A couple of years ago I wrote a note to an ensemble that recorded some rather rare music by a little-known composer I happen to like a great deal (and anyone reading this blog could probably guess the identity of that composer). I wrote my message to the ensemble through the rather large company that made their CD, which was the only way I could reach the musicians who played this music. My message included a statement about the quality of this composer, and suggested that the members of the ensemble might consider scanning the manuscripts they played from into the Petrucci Library so that other people could study it and play this music. I mentioned how difficult it is to interest publishers in music by little-known composers, no matter how good their music happens to be.

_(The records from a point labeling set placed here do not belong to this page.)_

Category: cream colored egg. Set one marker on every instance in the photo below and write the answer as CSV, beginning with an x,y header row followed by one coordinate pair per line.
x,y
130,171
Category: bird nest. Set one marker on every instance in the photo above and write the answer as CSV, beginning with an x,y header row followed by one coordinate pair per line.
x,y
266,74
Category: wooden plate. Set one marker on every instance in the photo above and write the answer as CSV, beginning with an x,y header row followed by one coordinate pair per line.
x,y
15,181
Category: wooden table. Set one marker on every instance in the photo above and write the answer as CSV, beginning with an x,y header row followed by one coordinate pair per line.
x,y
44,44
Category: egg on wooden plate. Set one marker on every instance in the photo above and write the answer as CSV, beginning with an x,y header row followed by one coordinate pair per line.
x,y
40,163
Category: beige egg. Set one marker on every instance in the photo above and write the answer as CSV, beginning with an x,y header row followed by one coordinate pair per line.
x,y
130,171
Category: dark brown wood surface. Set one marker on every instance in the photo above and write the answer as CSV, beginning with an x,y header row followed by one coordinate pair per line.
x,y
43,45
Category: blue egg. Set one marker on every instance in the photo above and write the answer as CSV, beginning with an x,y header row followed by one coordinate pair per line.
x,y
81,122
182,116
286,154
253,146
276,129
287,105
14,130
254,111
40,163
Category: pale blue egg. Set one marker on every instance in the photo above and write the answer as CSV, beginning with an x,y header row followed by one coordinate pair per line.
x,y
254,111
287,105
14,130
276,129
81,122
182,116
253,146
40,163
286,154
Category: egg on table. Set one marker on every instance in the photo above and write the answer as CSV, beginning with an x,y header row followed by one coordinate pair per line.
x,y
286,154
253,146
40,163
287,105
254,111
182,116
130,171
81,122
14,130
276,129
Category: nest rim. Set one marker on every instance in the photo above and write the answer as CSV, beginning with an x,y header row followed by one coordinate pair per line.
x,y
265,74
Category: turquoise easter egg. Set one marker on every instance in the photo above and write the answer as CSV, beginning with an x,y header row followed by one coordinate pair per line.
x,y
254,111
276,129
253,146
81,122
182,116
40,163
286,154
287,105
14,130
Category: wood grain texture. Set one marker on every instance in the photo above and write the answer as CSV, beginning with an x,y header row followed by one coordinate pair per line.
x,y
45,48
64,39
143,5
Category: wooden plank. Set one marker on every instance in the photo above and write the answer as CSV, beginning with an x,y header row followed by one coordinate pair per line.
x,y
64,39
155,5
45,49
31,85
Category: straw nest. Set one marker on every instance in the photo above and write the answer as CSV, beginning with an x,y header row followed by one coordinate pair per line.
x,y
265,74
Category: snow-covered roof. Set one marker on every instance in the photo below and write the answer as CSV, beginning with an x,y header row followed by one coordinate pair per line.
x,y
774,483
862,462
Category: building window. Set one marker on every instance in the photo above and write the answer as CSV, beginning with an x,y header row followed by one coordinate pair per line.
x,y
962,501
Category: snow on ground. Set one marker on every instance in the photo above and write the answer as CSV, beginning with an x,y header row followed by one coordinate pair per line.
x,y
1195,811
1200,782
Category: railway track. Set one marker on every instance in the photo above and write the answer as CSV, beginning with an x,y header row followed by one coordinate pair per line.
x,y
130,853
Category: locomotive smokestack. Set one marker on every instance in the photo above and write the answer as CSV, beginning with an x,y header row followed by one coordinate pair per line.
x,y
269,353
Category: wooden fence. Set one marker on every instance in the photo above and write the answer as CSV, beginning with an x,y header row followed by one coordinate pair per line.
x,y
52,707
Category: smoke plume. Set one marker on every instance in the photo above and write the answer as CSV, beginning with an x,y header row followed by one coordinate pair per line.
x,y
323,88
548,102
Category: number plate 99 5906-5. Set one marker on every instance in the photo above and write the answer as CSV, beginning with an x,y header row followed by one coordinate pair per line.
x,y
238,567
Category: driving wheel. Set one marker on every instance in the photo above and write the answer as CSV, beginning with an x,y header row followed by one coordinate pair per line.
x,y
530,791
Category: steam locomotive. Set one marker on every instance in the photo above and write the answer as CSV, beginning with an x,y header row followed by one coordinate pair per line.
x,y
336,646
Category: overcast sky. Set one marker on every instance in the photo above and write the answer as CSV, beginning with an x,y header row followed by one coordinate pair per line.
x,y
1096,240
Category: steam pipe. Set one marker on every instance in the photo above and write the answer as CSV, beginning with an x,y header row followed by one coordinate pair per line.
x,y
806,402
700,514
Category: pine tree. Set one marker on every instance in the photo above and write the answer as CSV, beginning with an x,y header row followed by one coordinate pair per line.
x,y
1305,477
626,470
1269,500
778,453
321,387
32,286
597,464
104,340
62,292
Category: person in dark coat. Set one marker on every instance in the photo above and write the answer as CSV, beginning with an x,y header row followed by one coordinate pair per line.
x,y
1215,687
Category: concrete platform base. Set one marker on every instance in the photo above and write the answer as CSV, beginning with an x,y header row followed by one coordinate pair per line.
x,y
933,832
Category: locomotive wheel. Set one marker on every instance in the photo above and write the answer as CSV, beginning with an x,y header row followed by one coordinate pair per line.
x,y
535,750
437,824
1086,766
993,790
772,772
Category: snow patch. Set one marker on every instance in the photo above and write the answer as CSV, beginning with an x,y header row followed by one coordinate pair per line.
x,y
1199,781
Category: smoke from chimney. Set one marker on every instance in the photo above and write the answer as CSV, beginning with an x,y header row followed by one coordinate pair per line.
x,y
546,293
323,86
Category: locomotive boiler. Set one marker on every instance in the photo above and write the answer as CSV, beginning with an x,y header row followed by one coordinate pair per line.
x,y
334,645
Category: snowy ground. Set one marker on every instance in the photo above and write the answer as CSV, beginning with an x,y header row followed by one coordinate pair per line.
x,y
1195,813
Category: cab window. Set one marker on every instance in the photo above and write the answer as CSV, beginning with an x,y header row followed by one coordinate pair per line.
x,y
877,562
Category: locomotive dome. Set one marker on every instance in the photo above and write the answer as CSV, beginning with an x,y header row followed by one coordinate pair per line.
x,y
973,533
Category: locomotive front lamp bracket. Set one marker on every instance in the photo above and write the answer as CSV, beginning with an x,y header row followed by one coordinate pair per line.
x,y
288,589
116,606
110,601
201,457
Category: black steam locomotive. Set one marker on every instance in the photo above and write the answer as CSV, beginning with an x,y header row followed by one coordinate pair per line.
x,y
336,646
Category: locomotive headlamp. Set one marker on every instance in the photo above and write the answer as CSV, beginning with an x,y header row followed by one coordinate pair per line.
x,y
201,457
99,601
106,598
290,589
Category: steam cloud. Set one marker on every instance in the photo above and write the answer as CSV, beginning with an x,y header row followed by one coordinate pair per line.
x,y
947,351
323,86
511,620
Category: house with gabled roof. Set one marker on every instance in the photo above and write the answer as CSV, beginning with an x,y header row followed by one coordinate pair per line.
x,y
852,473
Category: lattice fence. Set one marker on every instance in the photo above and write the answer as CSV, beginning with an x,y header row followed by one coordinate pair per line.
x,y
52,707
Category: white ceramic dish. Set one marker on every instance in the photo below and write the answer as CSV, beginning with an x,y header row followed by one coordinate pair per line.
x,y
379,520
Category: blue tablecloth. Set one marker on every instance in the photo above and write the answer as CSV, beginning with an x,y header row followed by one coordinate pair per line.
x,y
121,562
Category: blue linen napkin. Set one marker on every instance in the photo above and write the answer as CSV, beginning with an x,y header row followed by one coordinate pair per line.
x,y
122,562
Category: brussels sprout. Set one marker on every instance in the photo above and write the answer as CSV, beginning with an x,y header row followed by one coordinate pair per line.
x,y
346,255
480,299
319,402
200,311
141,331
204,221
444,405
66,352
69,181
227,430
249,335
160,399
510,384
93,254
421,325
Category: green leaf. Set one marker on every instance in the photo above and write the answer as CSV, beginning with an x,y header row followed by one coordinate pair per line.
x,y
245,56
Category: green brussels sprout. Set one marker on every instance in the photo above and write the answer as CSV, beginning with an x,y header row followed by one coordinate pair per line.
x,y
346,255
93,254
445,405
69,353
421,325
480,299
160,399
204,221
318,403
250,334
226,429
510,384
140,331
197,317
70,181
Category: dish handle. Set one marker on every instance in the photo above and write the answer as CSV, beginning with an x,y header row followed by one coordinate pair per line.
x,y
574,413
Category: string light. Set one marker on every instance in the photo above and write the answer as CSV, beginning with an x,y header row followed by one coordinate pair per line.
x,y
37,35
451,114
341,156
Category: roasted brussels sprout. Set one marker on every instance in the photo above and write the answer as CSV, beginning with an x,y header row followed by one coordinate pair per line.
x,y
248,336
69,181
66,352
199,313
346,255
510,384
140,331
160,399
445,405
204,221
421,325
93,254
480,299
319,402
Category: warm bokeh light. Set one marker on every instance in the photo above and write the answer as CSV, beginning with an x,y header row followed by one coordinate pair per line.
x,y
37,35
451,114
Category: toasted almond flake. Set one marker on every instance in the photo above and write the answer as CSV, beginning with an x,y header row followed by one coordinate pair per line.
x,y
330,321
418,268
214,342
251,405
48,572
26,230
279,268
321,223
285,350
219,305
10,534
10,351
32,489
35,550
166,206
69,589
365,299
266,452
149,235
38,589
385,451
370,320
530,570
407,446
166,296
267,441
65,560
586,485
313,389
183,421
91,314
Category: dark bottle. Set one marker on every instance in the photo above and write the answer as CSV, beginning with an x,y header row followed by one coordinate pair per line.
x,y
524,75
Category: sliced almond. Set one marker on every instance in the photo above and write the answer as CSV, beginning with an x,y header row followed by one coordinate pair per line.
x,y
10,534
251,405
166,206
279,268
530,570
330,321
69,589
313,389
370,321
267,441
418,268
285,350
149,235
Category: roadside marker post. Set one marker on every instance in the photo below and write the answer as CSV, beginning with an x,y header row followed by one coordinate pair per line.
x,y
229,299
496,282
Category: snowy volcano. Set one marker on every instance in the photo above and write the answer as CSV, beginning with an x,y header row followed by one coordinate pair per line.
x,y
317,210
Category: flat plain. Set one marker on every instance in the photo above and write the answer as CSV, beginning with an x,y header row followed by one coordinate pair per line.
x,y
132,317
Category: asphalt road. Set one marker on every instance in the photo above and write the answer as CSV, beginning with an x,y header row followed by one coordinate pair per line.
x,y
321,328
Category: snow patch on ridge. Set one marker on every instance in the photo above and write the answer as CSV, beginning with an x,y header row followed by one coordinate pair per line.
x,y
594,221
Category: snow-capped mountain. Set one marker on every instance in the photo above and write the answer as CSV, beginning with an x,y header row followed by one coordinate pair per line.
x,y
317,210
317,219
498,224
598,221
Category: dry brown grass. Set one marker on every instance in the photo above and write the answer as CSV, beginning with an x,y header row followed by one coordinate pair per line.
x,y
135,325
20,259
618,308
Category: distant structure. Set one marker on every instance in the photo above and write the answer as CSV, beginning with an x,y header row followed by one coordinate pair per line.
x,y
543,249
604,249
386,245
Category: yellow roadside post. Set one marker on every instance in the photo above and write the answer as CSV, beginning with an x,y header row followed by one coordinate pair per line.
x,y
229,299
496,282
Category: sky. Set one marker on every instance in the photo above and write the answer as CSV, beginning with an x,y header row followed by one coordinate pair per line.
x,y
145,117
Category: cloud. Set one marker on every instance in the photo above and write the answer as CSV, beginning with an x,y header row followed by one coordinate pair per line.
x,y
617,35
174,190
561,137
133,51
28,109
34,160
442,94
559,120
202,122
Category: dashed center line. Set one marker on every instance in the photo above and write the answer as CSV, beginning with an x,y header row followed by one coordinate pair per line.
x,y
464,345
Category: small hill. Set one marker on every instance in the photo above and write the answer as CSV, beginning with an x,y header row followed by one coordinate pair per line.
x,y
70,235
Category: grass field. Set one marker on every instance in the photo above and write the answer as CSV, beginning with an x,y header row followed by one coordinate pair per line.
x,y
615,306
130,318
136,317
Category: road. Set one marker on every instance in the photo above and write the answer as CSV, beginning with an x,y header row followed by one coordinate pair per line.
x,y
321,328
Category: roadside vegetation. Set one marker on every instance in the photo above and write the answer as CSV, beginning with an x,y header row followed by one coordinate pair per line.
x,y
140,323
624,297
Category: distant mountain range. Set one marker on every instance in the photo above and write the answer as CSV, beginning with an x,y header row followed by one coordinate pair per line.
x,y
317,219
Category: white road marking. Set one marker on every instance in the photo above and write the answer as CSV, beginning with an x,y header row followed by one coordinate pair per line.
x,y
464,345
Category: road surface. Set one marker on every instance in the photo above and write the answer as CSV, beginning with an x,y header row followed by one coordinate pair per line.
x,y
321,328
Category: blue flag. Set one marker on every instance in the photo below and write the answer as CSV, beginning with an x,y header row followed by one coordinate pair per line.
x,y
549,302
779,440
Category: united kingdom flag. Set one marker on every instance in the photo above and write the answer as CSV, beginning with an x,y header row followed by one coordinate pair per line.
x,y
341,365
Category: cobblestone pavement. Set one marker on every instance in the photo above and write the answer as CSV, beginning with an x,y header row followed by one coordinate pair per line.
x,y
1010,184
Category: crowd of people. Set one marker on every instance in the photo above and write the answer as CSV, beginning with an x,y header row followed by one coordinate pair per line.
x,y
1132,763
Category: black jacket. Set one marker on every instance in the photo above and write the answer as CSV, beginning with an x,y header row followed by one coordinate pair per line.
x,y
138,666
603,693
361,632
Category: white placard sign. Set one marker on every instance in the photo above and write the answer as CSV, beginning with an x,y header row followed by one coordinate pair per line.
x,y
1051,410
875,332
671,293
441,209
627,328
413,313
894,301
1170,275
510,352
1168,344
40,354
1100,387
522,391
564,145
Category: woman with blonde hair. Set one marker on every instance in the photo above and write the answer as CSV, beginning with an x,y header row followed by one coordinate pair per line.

(Nearly three years have passed since that e-mail message, and these pieces are still not available for other musicians to play.)
The recording company executive told me that he passed my message onto a person who would forward it to the ensemble, and included the phrase "This music deserves definitely more recognition; we hope that many customers encourage us to advance soon."
What strikes me as terribly sad about that statement is the simple fact that the furthering (and preserving) of worthwhile musical endeavors is so often driven by consumer demand. It is one thing when the consumer in question is a music ensemble, and that ensemble is looking for interesting and unusual music to play. Most musicians are happy to pay for nice editions of music they want to play. The "economy" in that kind of situation is one that would, under the best of circumstances, move forward. In the case of newly-discovered music by people who have been dead for a while, a publisher makes money (or makes back an initial investment of time and engraving skill) by selling the music, and musicians can make money by playing the music in concerts (and the same people can play the same piece of music for many different audiences). Perhaps there is also money involved in paying people who staff and promote the various ensembles and concert venues. There is also a little money involved when academic musicians include musical analysis in the books and articles they write, and money involved when applied teachers use published music to teach. Most of all, the music itself can be played many different ways by many different people, and a lot of people can get a lot of pleasure from playing and listening to it. At any rate, the egg-white economic theory is at play: money (or anything) is worth more when it remains in circulation.
It is another thing when the consumer in question is a person buying a recording. A person may love the music on the recording, and it may be extremely meaningful for his or her life, but there is no way a record company can measure how many times someone plays a recording. S/he only buys it once, and the only thing that can be measured is how many recordings are sold. Many recording companies require a certain amount of investment on the part of the people playing on the recording, and the production of a recording does involve some economic movement, but once the music is on a disc and the disc is in a box, that is the end of the line. A record company can make the investment to promote a recording, but the resulting numbers really reflect more on how well the recording is marketed than how worthwhile the music on the CD happens to be.
The idea of a wonderful piece of music ending its life as a single out-of-print recording is terribly sad.